Tetapi saat dewi ngalima turun dan ingin berbaikan dengan sang raja, ditempat itu pula lah tubuh sang raja sudah menjadi batu dan hanya kepalanya saja yang masih mampu digerakkan. Kemudian raja muda itu pun berkata dengan kata kata terakhirnya karena seluruh tubuhnya akan menjadi batu. “Aku telah mencarimu Dewi Ngalima, selama 40 hari.” dan kemudian raja muda itu pun menjadi batu seluruh tubuhnya. Melihat peristiwa itu Dewi Ngalima bersedih hati dan berduka cita dengan menemani raja muda itu disampingnya. Dewi Ngalima menemani sambil menangis dan bersedih disetiap harinya dengan menyulam kain kafan untuk kemudian ia kenakan pada raja muda itu. Namun selama 40 hari pula Dewi Ngalima tidak pernah selesai menenun kain kafan itu.
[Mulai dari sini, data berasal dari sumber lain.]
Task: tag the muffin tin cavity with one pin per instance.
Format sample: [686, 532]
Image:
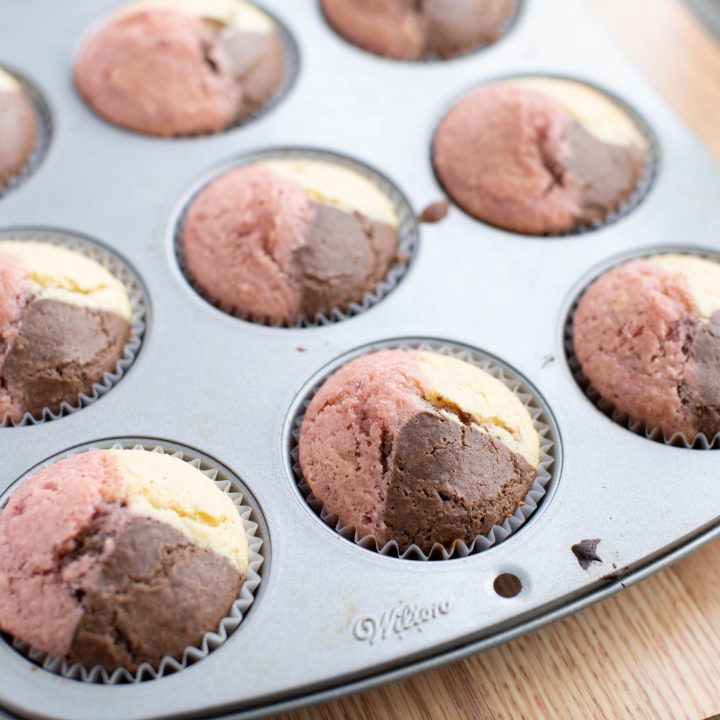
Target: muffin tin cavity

Dan akhinya Dewi Ngalima pun pergi dari tempat itu dengan menyelesaikan menenun kain kafan ditempat tempat sekitar.
Hingga saat ini, konon di daerah telaga tersebut sering terdengar saat malam tiba seperti ada seseorang yang sedang menenun kain dan konon suara tersebut adalah Dewi Ngalima yang sendang menenun kainnya untuk raja muda yang telah menjadi batu.”
Seperti itulah
cerita rakyat tentang Dewi Ngalima dapat anda jadikan sebagai sebuah dongeng rakyat maupun cerita untuk anak didik anda maupun untuk sebuah pengajaran, jika kita melihat cerita rakyat diatas sendiri mungkin akan sangat banyak pesan pesan yang dapat kita ambil dari cerita tersebut. Atas perhatian dan kunjungannya satubahasa ucapkan terima kasih sudah membaca cerita rakyat ini.